IMANI Africa president, Franklin Cudjoe
Policy think tank, IMANI Africa, has attributed the continuous depreciation of Ghana’s local currency to high import levels and increasing inflationary pressures.
According to the President of IMANI Africa, Franklin Cudjoe, the government must prioritize boosting the country’s foreign exchange reserves.
He pointed out high exports, attracting Foreign Direct Investments (FDIs), and remittances as key areas where the government could generate revenue for the state.
In a report cited by GhanaWeb Business, Franklin Cudjoe emphasised that promoting agriculture and manufacturing is crucial to strengthening the cedi.
He stated that, “The cedi’s continued depreciation, currently at 15.53 to the dollar, is raising the cost of imports and increasing inflationary pressures. To stabilize the currency, the government must focus on boosting foreign exchange reserves through increased exports, foreign direct investment (FDI), and remittances.”
“Reducing import dependency by promoting local production, particularly in agriculture and manufacturing, will also be key.
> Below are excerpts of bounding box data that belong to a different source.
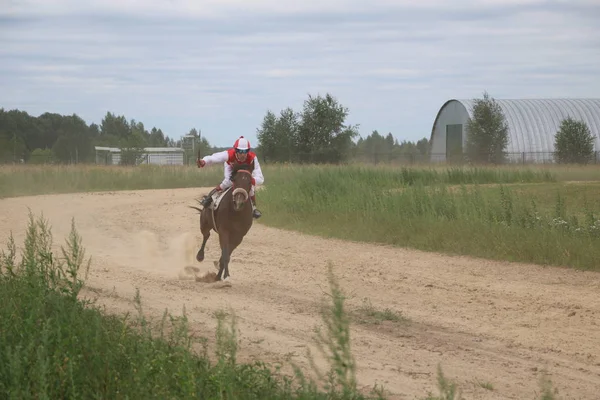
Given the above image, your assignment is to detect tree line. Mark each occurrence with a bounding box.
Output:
[0,108,176,163]
[257,93,429,163]
[0,93,429,164]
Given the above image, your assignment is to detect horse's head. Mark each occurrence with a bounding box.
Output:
[230,164,253,211]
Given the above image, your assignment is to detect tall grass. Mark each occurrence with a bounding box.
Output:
[259,167,600,269]
[0,211,382,399]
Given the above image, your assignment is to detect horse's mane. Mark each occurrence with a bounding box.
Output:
[229,164,254,180]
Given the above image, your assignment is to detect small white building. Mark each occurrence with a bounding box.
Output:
[430,98,600,163]
[95,146,185,165]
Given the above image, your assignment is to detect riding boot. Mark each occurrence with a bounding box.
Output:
[250,195,262,219]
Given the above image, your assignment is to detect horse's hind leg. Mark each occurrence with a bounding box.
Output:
[196,209,211,262]
[223,238,242,279]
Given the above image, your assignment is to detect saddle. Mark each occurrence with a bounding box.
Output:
[208,186,233,210]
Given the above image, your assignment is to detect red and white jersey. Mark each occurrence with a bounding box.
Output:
[202,149,265,189]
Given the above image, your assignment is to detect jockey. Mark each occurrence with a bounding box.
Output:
[196,136,265,218]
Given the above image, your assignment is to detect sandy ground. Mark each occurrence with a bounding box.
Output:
[0,189,600,399]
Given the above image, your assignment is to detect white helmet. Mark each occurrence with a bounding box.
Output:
[233,136,250,152]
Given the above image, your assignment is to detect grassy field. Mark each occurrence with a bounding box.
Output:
[259,167,600,270]
[0,165,600,270]
[0,162,576,400]
[0,212,398,400]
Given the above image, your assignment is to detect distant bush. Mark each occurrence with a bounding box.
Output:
[554,117,595,164]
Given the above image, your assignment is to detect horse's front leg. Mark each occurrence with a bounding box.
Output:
[217,232,231,281]
[196,231,210,262]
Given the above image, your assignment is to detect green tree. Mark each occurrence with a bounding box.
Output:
[296,93,358,163]
[466,92,508,164]
[554,117,595,164]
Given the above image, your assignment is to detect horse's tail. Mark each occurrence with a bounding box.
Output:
[188,206,202,214]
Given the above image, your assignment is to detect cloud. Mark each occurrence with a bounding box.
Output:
[0,0,600,145]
Encouraging non-traditional exports such as processed cocoa, textiles, and tech services can help Ghana diversify its revenue base and strengthen its external position,” he added.
As of Wednesday, April 2, 2025, the cedi is trading at GH¢16.00 to the dollar.
The pound is trading at GH¢20.60 at major forex bureaus across the country, while the euro is trading at GH¢17.40 on the retail market.